Postwar West Germany (but obviously not the east) was one of the most densely polled places on Earth at the time, so we have good information about the persistence of beliefs shaped by National Socialist disinformation. Opinion, we now know, remained sharply divided, and depending on the question and its framing, about a third of the adult population retained broadly positive attitudes toward the Third Reich. In October 1951, 40 percent still believed that the period 1933 to 1939 represented the best years of recent German history, while German attitudes toward Adolf Hitler as a statesman reflected this overall positive view. In 1952, 32 percent of the people polled thought that he was either “the greatest statesman” of the 20th century or that he was an “excellent leader of state,” who, unfortunately, had made a few mistakes.

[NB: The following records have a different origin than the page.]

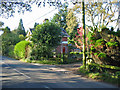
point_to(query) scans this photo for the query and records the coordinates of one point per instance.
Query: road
(17, 74)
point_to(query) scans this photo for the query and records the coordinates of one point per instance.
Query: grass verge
(101, 75)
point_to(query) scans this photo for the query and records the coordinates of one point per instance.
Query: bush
(19, 49)
(102, 55)
(11, 51)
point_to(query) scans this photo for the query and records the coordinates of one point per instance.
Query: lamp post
(83, 21)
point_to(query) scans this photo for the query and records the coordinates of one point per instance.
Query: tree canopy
(21, 29)
(45, 38)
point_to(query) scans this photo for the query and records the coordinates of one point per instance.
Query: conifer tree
(21, 29)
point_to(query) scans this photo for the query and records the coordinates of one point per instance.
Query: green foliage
(19, 49)
(45, 38)
(99, 42)
(102, 55)
(60, 18)
(95, 53)
(112, 44)
(1, 23)
(22, 37)
(11, 51)
(72, 25)
(95, 71)
(8, 39)
(21, 29)
(92, 49)
(6, 30)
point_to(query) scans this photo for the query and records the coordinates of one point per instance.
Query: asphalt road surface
(16, 74)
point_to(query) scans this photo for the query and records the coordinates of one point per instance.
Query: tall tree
(21, 29)
(45, 38)
(100, 14)
(60, 17)
(72, 24)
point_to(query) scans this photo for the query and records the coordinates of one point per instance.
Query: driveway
(17, 74)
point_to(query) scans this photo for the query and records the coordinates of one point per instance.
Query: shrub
(11, 51)
(19, 49)
(112, 44)
(102, 55)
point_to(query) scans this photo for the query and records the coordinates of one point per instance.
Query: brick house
(63, 47)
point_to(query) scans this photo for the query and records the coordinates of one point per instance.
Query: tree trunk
(83, 21)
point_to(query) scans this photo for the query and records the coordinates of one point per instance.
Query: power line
(41, 16)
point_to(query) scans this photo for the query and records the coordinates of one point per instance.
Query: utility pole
(83, 21)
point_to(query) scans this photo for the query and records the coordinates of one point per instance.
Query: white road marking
(16, 70)
(47, 87)
(21, 73)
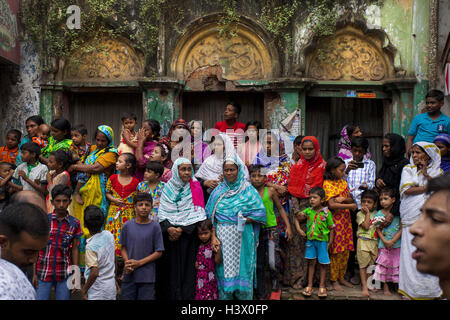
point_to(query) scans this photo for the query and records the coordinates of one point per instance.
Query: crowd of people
(229, 217)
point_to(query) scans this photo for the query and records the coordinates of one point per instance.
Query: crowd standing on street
(233, 218)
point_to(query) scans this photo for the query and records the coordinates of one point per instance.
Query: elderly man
(432, 233)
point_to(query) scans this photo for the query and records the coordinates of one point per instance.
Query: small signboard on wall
(9, 32)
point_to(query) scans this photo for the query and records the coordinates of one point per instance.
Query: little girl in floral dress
(206, 283)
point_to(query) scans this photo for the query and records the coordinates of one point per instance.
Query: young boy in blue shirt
(426, 126)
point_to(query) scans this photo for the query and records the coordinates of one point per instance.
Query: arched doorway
(350, 69)
(99, 85)
(211, 65)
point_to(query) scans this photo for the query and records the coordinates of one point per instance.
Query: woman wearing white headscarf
(424, 165)
(210, 172)
(180, 208)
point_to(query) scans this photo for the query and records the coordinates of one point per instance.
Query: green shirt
(370, 234)
(268, 204)
(318, 224)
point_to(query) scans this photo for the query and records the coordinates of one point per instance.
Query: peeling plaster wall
(19, 91)
(444, 32)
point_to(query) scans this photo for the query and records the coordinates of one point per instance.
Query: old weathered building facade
(368, 62)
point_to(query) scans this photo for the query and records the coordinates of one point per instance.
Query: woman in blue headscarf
(442, 141)
(233, 200)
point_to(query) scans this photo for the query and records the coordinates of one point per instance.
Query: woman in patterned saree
(340, 202)
(235, 197)
(424, 165)
(99, 165)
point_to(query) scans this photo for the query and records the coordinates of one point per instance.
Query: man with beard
(432, 233)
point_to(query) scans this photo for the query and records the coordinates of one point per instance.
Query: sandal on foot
(322, 293)
(307, 292)
(275, 295)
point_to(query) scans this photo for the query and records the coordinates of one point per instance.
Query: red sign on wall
(447, 79)
(9, 31)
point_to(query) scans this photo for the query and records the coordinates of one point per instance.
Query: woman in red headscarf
(305, 174)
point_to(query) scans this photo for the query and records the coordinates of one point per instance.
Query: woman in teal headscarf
(235, 197)
(99, 165)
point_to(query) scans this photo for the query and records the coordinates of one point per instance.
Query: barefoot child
(128, 136)
(367, 245)
(320, 236)
(120, 190)
(100, 263)
(152, 184)
(340, 202)
(389, 244)
(141, 245)
(269, 235)
(206, 284)
(53, 264)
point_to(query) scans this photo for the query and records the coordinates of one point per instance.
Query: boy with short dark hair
(6, 173)
(128, 136)
(152, 183)
(9, 152)
(269, 235)
(30, 174)
(80, 149)
(142, 244)
(367, 245)
(53, 265)
(100, 258)
(320, 236)
(426, 126)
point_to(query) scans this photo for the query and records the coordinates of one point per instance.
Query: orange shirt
(7, 155)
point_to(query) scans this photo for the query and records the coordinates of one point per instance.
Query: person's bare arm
(334, 205)
(88, 168)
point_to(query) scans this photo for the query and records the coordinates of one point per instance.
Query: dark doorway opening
(209, 106)
(326, 116)
(103, 108)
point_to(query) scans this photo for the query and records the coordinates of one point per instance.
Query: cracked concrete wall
(19, 91)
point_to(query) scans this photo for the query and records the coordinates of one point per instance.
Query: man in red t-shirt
(233, 128)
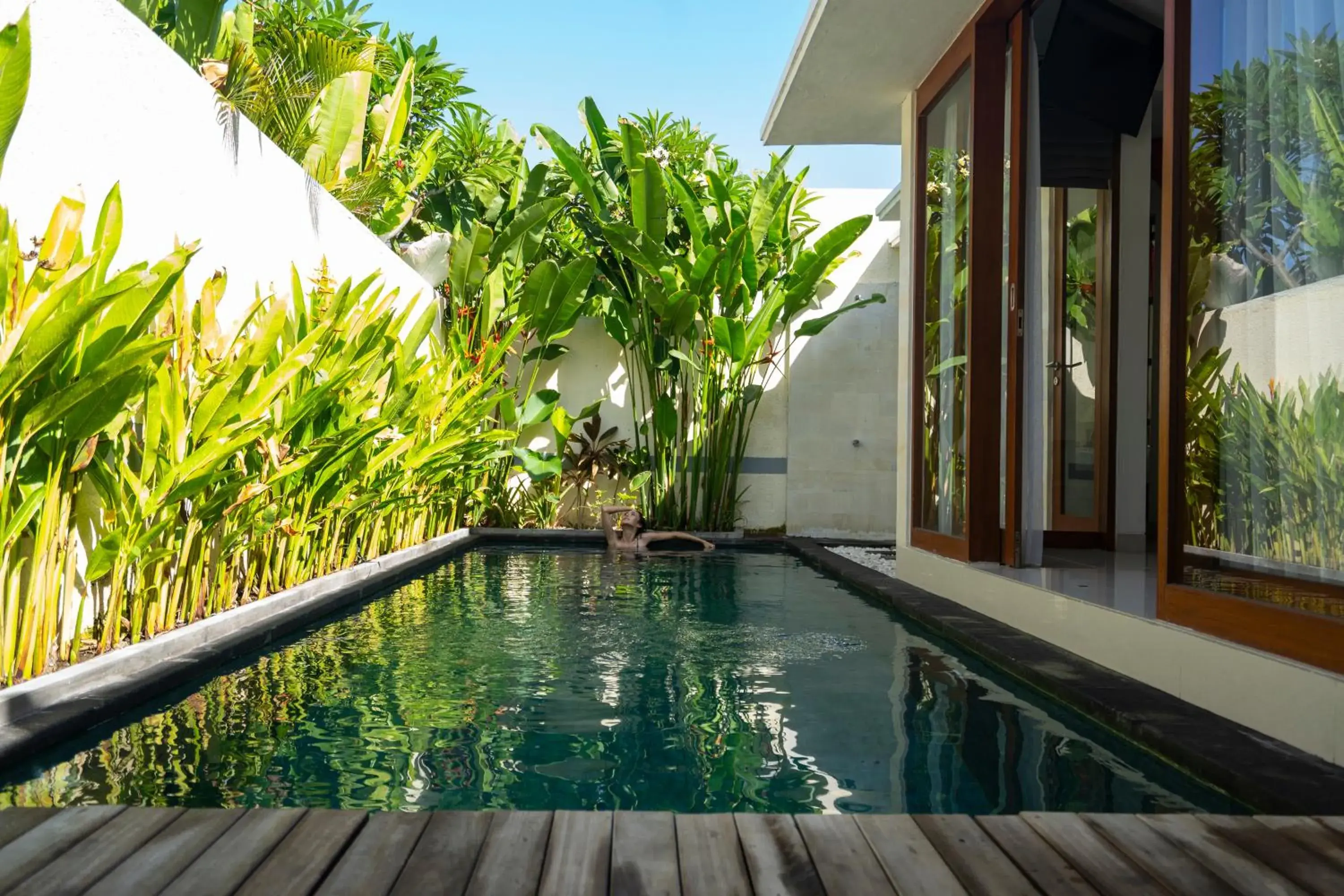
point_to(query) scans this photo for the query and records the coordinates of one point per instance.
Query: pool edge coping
(52, 707)
(1250, 766)
(1253, 767)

For many Germans, it was not National Socialism but the war that took Germany in the wrong direction. Had it not been for World War II, according to 41 percent of Germans in 1959, Hitler would have been one of the world’s greatest statesmen. Attitudes toward Jewish people reflected these views. “Would you say, it is better for Germany not to have any Jews in the country?” a polling Institute asked in December 1952, to which 37 percent answered in the affirmative, 24 percent were not sure, and only 20 percent answered “no.” As late as 1961, 74 percent of Germans polled concurred that Jews were of a different race. Altogether, the polls show that the German population continued to perceive Jews as the Nazis had painted them—namely as a race apart, decidedly not German, and certainly not welcome.
The results suggest sobering conclusions. In postwar Germany, 12 years of propaganda and disinformation were not undone by the defeat, the privations of war, or broader understanding of the genocide perpetrated by the Nazis. Throughout the late 1940s and well into the 1950s, roughly a third of all Germans continued to hold views powerfully shaped by the Third Reich and its propaganda. It would take several more decades for these mental templates so strongly shaped by propaganda to change. Some historians argue that the 1960s were the turning point, while others argue for the 1980s. In either case, the road out of Nazi Germany’s disinformation society was long and difficult.
And yet it was, in the end, a success. No major nation has faced its dark history with the honesty that distinguishes Germany’s engagement with its own persecutorial and murderous past. And nowadays, few nations are as easily lied to.